Toledo, St. Louis and Western Railroad
- Clover Leaf system as of 1918, including the Chicago and Alton Railroad, controlled until 1921

Overview
- Locale: Illinois, Indiana, Missouri and Ohio
- Dates of operation: 1881–1922
- Predecessor: Toledo, Cincinnati and St. Louis Railroad
- Successor: New York, Chicago and St. Louis Railroad

Technical
- Track gauge: 4 ft 8+1⁄2 in (1,435 mm) standard gauge
- Length: 451 miles (726 km)

= Toledo, St. Louis and Western Railroad =

Former American Class I railroad (1881–1922)

The Toledo, St. Louis and Western Railroad, often abbreviated TStL&W and commonly known as the Clover Leaf, was a railroad company that operated in northwestern Ohio, north central Indiana, and south central Illinois during the late 19th and early 20th centuries.

==History==

The TStL&W originated with the Toledo, Cincinnati and St. Louis Railroad, a company formed in February 1881 as a consolidation of several smaller, narrow gauge lines connecting the Ohio cities of Toledo and Cincinnati with St. Louis, Missouri. Soon in financial difficulties, the company dropped its Cincinnati arm and reorganized in June 1886 as the Toledo, St. Louis and Kansas City Railroad and over the next two to three years converted its lines to .

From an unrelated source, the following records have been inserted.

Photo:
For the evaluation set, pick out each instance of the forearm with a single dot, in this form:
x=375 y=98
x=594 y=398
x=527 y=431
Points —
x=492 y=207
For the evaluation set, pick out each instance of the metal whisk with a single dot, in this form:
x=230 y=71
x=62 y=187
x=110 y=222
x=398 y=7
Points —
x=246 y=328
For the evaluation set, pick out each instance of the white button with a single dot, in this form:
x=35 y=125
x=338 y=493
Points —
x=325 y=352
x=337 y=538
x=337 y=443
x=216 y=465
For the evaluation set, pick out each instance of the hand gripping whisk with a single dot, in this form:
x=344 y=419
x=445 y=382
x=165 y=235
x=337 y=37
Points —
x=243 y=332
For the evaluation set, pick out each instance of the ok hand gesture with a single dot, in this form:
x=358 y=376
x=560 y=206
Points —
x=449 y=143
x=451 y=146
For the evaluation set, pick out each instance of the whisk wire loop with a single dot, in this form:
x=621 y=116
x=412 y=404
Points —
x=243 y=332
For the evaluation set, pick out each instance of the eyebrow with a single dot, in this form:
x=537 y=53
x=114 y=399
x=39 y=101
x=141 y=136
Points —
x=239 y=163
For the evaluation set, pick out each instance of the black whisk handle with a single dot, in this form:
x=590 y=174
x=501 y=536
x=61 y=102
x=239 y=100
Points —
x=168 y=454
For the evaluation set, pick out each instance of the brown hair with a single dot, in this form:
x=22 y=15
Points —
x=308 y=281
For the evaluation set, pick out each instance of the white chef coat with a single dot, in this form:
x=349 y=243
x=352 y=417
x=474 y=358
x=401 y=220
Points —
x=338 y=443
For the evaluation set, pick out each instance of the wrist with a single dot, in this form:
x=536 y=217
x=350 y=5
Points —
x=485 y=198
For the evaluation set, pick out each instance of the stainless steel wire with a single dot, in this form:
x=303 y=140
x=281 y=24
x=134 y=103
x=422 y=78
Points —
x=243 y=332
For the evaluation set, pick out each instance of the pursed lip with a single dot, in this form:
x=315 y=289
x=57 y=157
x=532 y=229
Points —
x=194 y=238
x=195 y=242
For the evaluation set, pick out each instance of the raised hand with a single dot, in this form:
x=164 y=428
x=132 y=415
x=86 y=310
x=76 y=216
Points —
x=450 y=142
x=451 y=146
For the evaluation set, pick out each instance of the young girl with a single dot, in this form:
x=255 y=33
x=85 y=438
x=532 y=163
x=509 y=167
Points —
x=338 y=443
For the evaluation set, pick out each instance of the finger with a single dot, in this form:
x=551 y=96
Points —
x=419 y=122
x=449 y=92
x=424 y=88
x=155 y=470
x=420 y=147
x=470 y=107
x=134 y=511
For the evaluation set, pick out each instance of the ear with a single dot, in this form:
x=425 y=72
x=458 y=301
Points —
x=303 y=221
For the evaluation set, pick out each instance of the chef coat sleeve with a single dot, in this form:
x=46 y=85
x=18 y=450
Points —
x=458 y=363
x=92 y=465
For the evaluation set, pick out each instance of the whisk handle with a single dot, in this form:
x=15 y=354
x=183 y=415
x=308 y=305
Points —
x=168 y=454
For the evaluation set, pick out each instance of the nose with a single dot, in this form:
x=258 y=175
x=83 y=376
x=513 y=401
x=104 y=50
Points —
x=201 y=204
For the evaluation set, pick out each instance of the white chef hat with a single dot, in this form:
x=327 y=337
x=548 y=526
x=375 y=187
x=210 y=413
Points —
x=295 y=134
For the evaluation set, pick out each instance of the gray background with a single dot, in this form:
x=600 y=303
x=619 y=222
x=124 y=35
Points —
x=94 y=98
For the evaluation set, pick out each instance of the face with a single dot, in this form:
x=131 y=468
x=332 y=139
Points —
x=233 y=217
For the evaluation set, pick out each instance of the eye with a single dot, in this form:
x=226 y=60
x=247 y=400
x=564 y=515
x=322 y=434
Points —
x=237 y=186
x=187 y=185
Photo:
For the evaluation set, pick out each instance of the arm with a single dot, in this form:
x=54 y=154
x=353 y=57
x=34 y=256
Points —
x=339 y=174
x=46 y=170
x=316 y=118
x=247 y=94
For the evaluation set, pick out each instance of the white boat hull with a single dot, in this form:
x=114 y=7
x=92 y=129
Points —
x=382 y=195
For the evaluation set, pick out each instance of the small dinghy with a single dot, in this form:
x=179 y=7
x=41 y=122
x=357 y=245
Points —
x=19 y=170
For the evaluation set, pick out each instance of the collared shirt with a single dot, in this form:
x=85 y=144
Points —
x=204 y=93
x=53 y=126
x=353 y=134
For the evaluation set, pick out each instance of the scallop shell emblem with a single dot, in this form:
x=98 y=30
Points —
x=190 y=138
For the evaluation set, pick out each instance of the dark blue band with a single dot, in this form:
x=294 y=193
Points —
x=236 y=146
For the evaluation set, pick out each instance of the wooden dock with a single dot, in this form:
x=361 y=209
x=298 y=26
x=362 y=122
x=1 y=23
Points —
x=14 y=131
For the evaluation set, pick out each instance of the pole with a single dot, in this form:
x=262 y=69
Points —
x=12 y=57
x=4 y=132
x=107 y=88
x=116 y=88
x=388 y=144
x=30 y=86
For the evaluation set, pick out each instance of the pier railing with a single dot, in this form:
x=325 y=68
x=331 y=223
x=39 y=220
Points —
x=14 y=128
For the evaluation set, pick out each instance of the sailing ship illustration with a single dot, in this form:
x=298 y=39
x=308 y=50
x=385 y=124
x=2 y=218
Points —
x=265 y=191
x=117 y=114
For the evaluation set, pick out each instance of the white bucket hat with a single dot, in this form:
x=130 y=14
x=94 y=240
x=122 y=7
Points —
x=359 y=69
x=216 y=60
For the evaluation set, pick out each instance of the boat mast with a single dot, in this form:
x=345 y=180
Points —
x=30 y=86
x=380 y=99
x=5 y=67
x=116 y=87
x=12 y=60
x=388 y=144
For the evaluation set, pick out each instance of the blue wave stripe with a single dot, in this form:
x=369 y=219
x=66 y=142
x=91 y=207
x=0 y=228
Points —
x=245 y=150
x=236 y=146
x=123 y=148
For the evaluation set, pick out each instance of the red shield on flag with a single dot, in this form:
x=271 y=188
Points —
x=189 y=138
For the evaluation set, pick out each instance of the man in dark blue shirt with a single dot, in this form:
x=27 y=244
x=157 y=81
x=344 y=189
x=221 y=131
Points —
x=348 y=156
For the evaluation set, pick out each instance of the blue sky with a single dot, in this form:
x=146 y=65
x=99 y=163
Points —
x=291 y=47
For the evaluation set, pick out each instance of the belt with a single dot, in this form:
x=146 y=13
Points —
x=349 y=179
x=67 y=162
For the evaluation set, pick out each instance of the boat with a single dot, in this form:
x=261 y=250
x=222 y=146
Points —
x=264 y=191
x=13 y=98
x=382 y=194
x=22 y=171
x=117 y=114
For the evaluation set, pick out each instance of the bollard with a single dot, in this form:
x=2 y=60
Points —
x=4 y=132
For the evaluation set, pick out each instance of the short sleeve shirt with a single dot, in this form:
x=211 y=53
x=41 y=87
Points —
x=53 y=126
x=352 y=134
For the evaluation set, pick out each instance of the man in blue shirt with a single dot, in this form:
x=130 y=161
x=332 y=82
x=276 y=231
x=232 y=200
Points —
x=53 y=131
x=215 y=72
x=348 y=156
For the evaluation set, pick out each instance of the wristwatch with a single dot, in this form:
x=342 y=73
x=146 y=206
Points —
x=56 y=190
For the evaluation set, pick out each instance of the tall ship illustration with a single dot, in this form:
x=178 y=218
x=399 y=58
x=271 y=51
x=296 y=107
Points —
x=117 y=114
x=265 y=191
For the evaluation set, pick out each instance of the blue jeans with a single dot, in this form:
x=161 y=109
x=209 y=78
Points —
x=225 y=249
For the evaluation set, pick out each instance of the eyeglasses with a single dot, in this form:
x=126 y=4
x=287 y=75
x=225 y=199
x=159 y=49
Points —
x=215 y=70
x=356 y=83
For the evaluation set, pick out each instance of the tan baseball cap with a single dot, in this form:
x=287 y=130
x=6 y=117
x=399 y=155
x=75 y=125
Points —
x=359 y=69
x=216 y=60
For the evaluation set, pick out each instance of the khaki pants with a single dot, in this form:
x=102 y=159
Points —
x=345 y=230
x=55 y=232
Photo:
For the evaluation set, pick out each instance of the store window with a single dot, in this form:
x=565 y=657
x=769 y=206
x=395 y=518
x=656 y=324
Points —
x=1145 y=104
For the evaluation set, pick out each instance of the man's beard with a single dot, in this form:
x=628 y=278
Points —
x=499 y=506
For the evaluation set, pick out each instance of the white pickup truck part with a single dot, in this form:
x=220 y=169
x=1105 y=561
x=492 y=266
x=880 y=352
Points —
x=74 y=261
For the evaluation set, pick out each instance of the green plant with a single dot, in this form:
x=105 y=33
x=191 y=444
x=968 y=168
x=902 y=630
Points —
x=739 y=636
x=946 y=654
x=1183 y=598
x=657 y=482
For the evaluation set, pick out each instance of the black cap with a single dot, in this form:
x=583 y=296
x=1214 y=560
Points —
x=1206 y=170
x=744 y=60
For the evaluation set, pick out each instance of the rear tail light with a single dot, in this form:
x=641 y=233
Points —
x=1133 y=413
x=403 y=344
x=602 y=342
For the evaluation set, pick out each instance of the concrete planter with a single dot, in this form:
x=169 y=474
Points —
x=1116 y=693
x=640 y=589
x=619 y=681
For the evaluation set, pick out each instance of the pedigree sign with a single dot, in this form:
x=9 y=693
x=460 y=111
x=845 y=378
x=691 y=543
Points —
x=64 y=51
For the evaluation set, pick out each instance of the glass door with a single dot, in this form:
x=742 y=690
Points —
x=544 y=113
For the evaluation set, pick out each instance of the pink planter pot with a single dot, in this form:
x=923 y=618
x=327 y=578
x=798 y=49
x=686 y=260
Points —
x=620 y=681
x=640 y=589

The following constituent companies formed the Toledo, St. Louis and Kansas City Railroad:
- Toledo, Dupont and Western Railway of Ohio
- Bluffton, Kokomo and Southwestern Railroad of Indiana
- Toledo, Charleston and St. Louis Railroad of Illinois

The Toledo, St. Louis and Kansas City was reorganized in 1900 and renamed as the Toledo, St. Louis and Western Railroad. It operated 450.72 miles of line between Toledo and East St. Louis. The Clover Leaf became part of the larger New York, Chicago and St. Louis Railroad (the "Nickel Plate") on December 28, 1922, which eventually became part of Norfolk Southern.